The simplest application of PARSHL is as an analysis tool since we can get a very good picture of the evolution of the sound in time by looking at the amplitude, frequency and phase trajectories. The tracking characteristics of the technique yield more accurate amplitudes and frequencies than if the analysis were done with an equally spaced bank of filters (the traditional STFT implementation).
In speech applications, the most common use of the STFT is for data-reduction. With a set of amplitude, frequency and phase functions we can get a very accurate resynthesis of many sounds with much less information than for the original sampled sounds. From our work it is still not clear how important is the phase information in the case of resynthesis without modifications, but McAulay and Quatieri  have shown the importance of phase in the case of speech resynthesis.
Some of the most interesting musical applications of the STFT techniques are given by their ability to separate temporal from spectral information, and, within each spectrum, pitch and harmonicity from formant information. In §H.0.5, Parameter Modifications, we discussed some of them, such as time scaling and pitch transposition. But this group of applications has a lot of possibilities that still need to be carefully explored. From the few experiments we have done to date, the tools presented give good results in situations where less flexible implementations do not, namely, when the input sound has inharmonic spectra and/or rapid frequency changes.
The main characteristic that differentiates this model from the traditional ones is the selectivity of spectral information and the phase tracking.

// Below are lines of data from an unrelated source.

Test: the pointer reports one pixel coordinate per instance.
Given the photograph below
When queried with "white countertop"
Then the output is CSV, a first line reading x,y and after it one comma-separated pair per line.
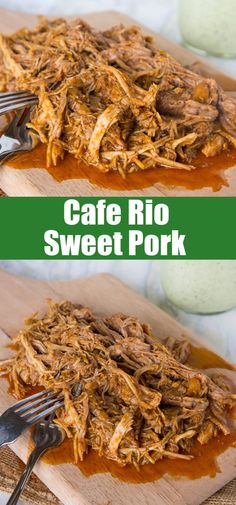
x,y
218,330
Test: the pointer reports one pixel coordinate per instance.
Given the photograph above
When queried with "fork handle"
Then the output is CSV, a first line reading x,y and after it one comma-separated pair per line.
x,y
34,457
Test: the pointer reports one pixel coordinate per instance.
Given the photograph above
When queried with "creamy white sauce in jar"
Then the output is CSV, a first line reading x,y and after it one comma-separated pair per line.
x,y
209,25
200,286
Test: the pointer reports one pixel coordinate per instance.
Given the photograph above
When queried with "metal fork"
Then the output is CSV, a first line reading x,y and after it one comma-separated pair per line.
x,y
17,138
16,100
46,435
25,413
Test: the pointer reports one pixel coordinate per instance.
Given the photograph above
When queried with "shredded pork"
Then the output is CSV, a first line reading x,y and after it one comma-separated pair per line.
x,y
126,394
113,99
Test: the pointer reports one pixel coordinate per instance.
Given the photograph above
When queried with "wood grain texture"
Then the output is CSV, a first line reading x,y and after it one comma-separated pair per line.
x,y
37,182
105,295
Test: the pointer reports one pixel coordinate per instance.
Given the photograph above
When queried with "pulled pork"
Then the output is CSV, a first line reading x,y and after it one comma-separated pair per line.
x,y
113,99
125,393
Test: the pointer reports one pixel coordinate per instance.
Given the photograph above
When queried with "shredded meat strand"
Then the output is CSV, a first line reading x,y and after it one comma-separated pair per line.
x,y
126,395
113,99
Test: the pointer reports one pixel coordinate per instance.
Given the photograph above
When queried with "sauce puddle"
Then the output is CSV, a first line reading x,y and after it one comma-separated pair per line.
x,y
203,464
210,172
205,456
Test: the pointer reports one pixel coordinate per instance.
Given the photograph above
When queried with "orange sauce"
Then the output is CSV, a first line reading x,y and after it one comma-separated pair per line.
x,y
205,456
203,463
200,357
209,172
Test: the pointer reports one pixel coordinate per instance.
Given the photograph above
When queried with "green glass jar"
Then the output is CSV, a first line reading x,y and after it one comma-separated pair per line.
x,y
209,26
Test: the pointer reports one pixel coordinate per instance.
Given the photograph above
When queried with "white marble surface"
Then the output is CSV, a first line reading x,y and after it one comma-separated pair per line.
x,y
159,15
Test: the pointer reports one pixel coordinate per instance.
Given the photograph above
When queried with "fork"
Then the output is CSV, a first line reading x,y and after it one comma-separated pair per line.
x,y
16,100
46,435
17,138
25,413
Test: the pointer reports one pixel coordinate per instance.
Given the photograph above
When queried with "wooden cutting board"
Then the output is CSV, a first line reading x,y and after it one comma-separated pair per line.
x,y
38,182
105,295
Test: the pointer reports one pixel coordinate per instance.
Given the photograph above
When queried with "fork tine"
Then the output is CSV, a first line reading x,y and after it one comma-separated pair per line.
x,y
45,413
27,415
9,96
32,404
29,399
17,104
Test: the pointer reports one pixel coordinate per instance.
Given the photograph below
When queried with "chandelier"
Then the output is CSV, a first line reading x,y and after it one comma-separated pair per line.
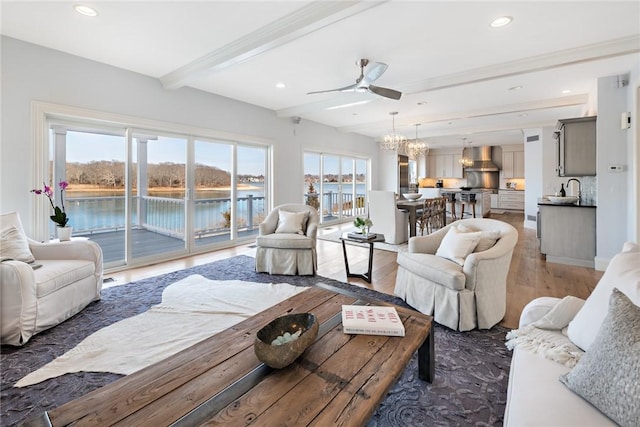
x,y
393,141
464,160
416,148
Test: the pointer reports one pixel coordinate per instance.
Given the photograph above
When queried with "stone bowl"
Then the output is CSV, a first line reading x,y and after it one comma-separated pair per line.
x,y
412,196
280,356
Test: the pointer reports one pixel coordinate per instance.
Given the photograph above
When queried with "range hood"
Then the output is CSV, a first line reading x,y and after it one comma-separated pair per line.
x,y
481,157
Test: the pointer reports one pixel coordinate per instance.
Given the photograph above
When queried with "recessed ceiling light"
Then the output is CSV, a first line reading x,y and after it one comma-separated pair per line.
x,y
501,21
85,10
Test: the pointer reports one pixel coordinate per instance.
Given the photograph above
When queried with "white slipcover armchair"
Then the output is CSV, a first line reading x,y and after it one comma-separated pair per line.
x,y
35,299
387,218
461,297
288,249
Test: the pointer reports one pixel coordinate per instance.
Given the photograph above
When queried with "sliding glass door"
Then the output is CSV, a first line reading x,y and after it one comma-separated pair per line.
x,y
336,185
159,195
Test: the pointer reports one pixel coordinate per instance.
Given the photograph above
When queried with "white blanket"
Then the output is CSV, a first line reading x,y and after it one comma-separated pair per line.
x,y
191,310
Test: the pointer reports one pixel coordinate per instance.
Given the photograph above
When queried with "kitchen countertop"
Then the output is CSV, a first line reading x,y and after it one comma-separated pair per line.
x,y
582,204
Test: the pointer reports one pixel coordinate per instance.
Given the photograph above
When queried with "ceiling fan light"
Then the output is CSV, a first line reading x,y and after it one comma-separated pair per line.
x,y
85,10
501,21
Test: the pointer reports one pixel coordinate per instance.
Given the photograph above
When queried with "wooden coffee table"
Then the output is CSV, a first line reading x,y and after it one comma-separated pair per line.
x,y
339,380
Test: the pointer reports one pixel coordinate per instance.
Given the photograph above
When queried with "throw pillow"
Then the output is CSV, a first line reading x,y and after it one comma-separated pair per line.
x,y
290,222
608,375
623,272
561,314
488,238
457,245
14,244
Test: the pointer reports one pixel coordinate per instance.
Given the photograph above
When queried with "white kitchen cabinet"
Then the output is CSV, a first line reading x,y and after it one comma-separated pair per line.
x,y
511,199
513,164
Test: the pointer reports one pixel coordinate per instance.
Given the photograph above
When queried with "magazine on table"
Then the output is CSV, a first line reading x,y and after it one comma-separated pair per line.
x,y
371,320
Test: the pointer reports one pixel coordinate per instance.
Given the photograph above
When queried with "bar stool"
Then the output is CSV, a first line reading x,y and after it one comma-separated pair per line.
x,y
469,199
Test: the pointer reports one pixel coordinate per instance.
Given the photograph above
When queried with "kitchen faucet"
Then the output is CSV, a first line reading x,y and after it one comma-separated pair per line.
x,y
579,187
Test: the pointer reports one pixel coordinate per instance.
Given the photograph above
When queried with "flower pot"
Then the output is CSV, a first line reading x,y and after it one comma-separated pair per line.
x,y
64,233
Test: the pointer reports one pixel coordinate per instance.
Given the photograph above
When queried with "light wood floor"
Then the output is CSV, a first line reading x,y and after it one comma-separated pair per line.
x,y
530,275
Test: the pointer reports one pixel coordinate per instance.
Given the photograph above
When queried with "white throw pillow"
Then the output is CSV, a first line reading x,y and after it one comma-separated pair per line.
x,y
623,273
291,222
457,245
561,314
488,238
14,245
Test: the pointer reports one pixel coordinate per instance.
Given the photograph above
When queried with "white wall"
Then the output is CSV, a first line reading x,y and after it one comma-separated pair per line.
x,y
533,173
34,73
614,146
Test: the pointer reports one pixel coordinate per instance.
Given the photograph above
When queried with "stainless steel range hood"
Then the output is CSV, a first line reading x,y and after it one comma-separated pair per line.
x,y
481,157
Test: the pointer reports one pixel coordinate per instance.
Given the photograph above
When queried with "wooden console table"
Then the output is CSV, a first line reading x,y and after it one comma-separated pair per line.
x,y
339,380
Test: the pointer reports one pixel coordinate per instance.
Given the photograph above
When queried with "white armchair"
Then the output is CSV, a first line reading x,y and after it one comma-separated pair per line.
x,y
387,218
286,243
461,297
67,278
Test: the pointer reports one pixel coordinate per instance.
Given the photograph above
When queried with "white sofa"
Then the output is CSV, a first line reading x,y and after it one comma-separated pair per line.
x,y
66,278
563,330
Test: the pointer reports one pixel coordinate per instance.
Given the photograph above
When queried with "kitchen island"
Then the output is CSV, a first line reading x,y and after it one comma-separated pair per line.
x,y
567,232
482,196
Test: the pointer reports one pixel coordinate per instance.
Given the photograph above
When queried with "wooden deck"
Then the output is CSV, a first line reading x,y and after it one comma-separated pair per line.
x,y
148,243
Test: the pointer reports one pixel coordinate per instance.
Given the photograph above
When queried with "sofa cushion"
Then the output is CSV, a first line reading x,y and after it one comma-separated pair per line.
x,y
457,245
14,245
285,241
488,238
436,269
608,375
291,222
623,272
536,398
56,274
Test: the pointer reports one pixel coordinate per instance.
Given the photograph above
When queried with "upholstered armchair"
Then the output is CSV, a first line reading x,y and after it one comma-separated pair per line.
x,y
459,276
387,218
286,243
43,284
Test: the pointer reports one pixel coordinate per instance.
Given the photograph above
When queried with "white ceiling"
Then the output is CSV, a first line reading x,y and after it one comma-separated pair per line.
x,y
443,54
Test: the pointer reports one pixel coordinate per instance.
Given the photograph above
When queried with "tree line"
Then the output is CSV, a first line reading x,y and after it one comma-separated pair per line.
x,y
111,174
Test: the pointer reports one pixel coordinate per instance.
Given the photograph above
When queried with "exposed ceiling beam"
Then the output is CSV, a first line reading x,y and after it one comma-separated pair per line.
x,y
307,19
564,101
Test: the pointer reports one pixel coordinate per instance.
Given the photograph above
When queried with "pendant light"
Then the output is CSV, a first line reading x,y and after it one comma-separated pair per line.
x,y
465,161
417,148
393,141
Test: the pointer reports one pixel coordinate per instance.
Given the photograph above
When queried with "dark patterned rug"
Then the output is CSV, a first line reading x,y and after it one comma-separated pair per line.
x,y
472,368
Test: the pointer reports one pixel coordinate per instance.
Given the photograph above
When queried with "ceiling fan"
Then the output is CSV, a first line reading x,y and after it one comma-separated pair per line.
x,y
363,83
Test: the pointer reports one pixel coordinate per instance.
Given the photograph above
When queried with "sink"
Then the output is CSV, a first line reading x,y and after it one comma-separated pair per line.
x,y
560,200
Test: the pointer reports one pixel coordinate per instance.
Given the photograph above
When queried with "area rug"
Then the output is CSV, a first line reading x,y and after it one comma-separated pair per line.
x,y
472,368
335,237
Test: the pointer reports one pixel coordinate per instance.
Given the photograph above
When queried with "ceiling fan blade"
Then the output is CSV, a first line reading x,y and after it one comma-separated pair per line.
x,y
375,70
383,91
342,89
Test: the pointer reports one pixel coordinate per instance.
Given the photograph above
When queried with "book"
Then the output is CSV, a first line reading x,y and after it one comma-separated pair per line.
x,y
371,320
359,236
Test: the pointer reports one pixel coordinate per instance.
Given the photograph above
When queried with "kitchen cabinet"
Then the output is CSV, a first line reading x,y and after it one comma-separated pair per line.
x,y
445,166
494,201
576,147
512,164
511,199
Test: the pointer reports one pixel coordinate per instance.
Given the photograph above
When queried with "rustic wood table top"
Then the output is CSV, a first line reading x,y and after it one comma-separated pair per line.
x,y
339,380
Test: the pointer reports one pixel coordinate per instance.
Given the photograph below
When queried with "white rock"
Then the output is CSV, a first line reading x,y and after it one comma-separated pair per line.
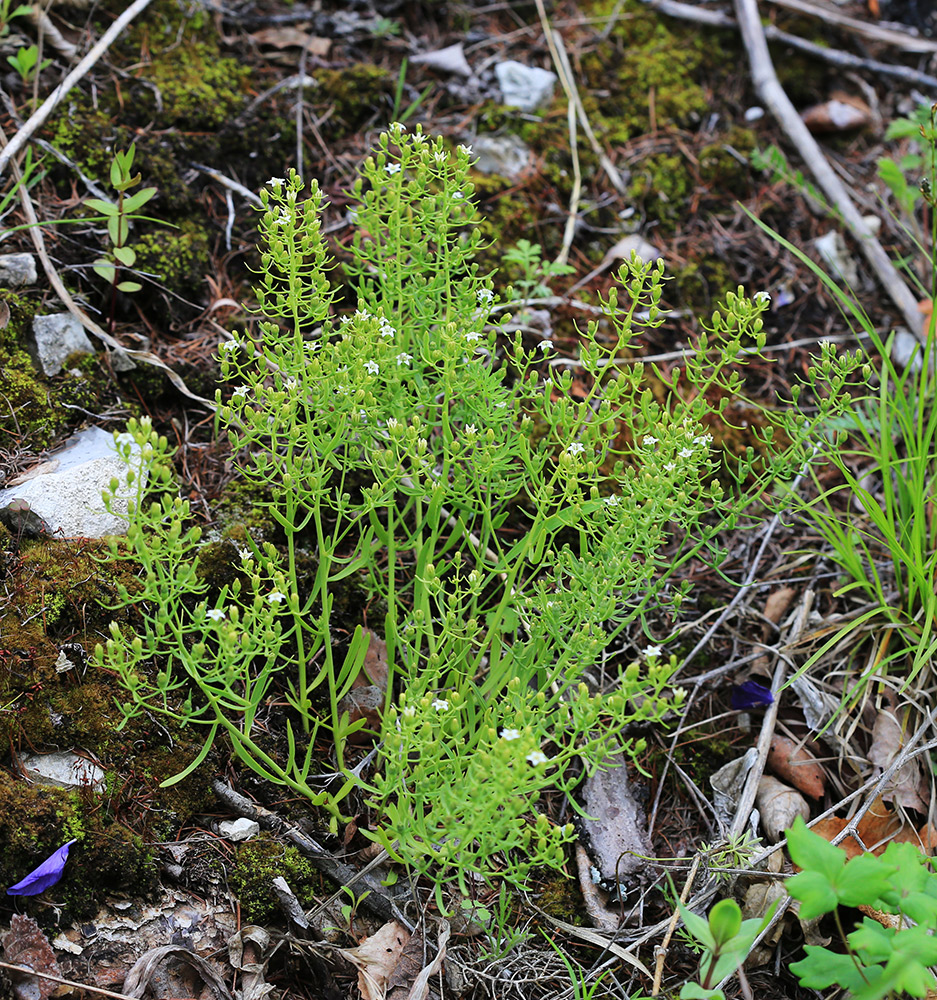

This opens up new applications that are worth our attention. One of them is the use of additive synthesis in conjunction with other synthesis techniques. Since the program allows tracking of specific spectral components of a sound, we have the flexibility of synthesizing only part of a sound with additive, synthesis, leaving the rest for some other technique. For example, Serra  has used this program in conjunction with LPC techniques to model bar percussion instruments, and Marks and Polito  have modeled piano tones by using it in conjunction with FM synthesis . David Jaffe has had good success with birdsong, and Rachel Boughton used PARSHL to create abstractions of ocean sounds.
One of the problems encountered when using several techniques to synthesize the same sound is the difficulty of creating the perceptual fusion of the two synthesis components. By using phase information we have the possibility of matching the phases of the additive synthesis part to the rest of the sound (independently of what technique was used to generate it). This provides improved signal ``splicing'' capability, allowing very fast cross-fades (e.g., over one frame period).
PARSHL was originally written to properly analyze the steady state of piano sounds; it did not address modeling the attack of the piano sound for purposes of resynthesis. The phase tracking was primarily motivated by the idea of splicing the real attack (sampled waveform) to its synthesized steady state. It is well known that additive synthesis techniques have a very hard time synthesizing attacks, both due to their fast transition and their ``noisy'' characteristics. The problem is made more difficult by the fact that we are very sensitive to the quality of a sound's attack. For plucked or struck strings, if we are able to splice two or three periods, or a few milliseconds, of the original sound into our synthesized version the quality can improve considerably, retaining a large data-reduction factor and the possibility of manipulating the synthesis part. When this is attempted without the phase information, the splice, even if we do a smooth cross-fade over a number of samples, can be very noticeable. By simply adding the phase data the task becomes comparatively easy, and the splice is much closer to inaudible.